Nets general manager Billy King says there’s only a “10 percent chance” the Nets will make a trade before the league deadline on Thursday — and that means there’s a 90 percent chance that Brooklyn won’t make it past the Miami in the playoffs.
The Nets are a good team that has given the borough reason to cheer so far, but the borough’s new home team must bring in a new power forward to beat the Heat in a series of seven.
Power forward Kris Humphries hasn’t lived up to his large contract, averaging just six point and 6.2 rebounds per game. Reggie Evans has done a solid job in Humphries’ stead, dominating the glass and giving center Brook Lopez room to work with the ball — but his limited offensive skills don’t justify his position as a starter.
Here’s who the Nets could scoop up to solidify the front court:
Josh Smith: One week ago, the Atlanta big man — who is set to become a free agent this offseason — seemed like the answer for the Nets, but as the deadline approaches it appears Brooklyn lacks the assets to lure this star away from the Hawks.
Acquiring Smith would greatly limit the Nets spending abilities in the offseason and next year, as he would almost certainly command max money to stay after this spring. If the Nets bet on Smith, it’s a sign the front office has supreme confidence he’s the missing piece — because they would be putting all of their eggs in his basket, for the next few years, at least.
Paul Millsap: This former teammate of Deron Williams would instantly improve the Brooklyn front court — and a pick-and-roll reuniting the pair would be among the best in the Eastern Conference.

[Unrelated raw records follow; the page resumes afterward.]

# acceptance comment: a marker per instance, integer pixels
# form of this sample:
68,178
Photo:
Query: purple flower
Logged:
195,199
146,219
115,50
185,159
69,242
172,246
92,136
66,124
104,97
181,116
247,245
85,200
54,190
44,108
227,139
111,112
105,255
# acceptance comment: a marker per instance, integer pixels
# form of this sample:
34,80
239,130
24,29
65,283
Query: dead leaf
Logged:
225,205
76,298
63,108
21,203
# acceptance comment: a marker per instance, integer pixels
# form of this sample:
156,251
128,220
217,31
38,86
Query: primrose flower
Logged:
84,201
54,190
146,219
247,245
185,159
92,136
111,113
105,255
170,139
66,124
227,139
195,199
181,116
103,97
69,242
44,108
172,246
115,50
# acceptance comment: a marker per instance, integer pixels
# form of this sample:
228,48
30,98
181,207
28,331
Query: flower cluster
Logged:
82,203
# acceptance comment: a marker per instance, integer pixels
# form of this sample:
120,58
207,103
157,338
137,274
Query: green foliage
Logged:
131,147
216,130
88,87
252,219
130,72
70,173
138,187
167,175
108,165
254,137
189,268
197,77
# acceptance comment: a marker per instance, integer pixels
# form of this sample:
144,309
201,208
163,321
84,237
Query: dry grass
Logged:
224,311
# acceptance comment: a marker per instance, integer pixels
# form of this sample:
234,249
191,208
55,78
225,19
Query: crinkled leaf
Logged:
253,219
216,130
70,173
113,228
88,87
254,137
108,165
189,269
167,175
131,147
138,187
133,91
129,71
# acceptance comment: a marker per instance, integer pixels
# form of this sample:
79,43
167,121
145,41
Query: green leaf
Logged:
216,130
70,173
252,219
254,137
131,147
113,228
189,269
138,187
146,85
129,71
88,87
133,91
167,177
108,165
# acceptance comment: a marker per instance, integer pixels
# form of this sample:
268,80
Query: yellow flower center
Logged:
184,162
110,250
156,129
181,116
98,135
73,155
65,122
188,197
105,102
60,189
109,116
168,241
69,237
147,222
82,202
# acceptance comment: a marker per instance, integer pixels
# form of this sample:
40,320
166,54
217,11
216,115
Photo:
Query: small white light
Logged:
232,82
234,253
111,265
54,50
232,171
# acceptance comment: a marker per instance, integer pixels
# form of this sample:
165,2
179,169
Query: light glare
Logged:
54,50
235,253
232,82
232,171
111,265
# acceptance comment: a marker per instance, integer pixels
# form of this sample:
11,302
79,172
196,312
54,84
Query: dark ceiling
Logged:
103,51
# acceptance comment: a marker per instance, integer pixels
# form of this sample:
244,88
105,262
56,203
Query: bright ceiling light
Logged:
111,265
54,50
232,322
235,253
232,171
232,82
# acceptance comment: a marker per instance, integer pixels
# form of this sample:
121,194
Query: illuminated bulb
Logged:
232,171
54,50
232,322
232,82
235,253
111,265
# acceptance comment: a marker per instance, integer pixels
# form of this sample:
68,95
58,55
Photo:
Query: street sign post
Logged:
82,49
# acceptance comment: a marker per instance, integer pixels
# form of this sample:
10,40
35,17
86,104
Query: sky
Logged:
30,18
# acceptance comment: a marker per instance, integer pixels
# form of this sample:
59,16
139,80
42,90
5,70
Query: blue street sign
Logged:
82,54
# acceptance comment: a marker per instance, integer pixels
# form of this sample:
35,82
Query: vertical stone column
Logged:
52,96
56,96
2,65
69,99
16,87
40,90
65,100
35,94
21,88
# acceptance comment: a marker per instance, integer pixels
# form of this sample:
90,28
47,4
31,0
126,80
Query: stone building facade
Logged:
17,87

If the Nets must ship Humphries, MarShon Brooks, and a draft pick to Utah to acquire Millsap, the team should have no hesitation. If Brooklyn can manage to keep Tyshawn Taylor and the rights to Bojan Bogdanovic while still bringing in Millsap, it would be a major coup for the borough.

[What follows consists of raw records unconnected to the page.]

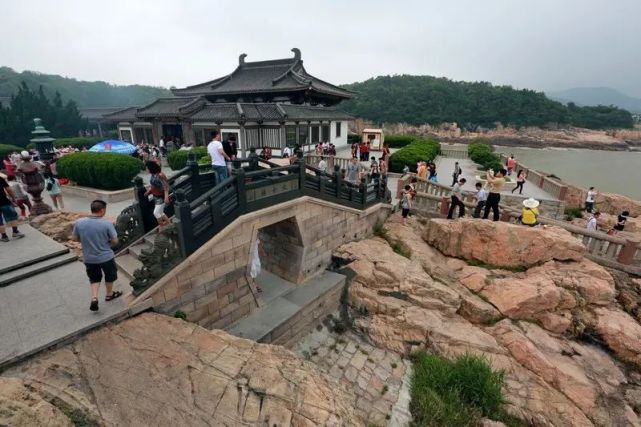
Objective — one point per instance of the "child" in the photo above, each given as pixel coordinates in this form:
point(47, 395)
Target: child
point(53, 187)
point(481, 198)
point(530, 212)
point(22, 199)
point(406, 203)
point(374, 169)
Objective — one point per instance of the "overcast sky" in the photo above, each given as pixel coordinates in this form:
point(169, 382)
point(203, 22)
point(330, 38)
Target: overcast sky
point(539, 44)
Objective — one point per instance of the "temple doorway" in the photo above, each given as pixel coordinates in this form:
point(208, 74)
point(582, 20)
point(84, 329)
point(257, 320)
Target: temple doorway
point(173, 131)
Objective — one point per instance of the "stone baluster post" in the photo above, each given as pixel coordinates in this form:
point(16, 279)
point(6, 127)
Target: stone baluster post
point(194, 175)
point(184, 224)
point(146, 207)
point(241, 191)
point(338, 179)
point(363, 190)
point(628, 251)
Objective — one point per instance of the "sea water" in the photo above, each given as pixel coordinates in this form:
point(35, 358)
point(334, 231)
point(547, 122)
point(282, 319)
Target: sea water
point(611, 171)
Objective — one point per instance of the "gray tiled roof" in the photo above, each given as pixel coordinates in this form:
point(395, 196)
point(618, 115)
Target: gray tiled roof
point(280, 75)
point(252, 112)
point(164, 107)
point(98, 112)
point(122, 115)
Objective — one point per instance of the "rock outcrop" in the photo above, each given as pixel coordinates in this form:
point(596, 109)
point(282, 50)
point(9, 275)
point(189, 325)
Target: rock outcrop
point(502, 244)
point(524, 322)
point(59, 226)
point(157, 370)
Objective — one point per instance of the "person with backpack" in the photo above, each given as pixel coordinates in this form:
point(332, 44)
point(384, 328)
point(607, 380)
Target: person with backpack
point(530, 212)
point(55, 192)
point(456, 173)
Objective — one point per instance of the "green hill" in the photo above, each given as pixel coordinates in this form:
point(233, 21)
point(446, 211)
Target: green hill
point(425, 99)
point(85, 94)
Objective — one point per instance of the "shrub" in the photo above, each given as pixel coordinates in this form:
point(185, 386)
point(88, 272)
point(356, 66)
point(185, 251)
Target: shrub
point(79, 142)
point(420, 149)
point(8, 149)
point(107, 171)
point(456, 392)
point(178, 159)
point(399, 141)
point(483, 154)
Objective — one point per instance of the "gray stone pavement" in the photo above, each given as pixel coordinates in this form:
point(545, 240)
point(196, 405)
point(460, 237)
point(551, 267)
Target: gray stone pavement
point(33, 246)
point(379, 378)
point(45, 309)
point(445, 167)
point(49, 307)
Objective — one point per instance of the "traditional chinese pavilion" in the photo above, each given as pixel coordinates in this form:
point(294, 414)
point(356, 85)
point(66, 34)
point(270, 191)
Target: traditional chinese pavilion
point(273, 103)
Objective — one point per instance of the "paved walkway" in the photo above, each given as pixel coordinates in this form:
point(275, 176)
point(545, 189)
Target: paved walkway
point(48, 308)
point(445, 167)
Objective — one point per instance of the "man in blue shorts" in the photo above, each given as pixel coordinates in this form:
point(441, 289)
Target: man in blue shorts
point(97, 236)
point(8, 213)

Carlos Boozer: It seems unlikely that the Nets will be able to reunite Williams with Boozer, his ex-Jazz teammate, as the current Bull has a mammoth contract that Brooklyn would be hard-pressed to handle.
But, as these two recently vacationed together in Miami over the All-Star break, there’s no doubt Williams would welcome his friend’s familiar face in Brooklyn.
The oft-injured Boozer is finally healthy, but even if a move to Brooklyn rejuvenates the 31-year-old big man, the Nets would be better off bringing in some younger talent.
Tom Lafe is a 6-foot-5 sports-world insider with a middling high school basketball career who believes the Nets will be driven by the success of the team’s big men.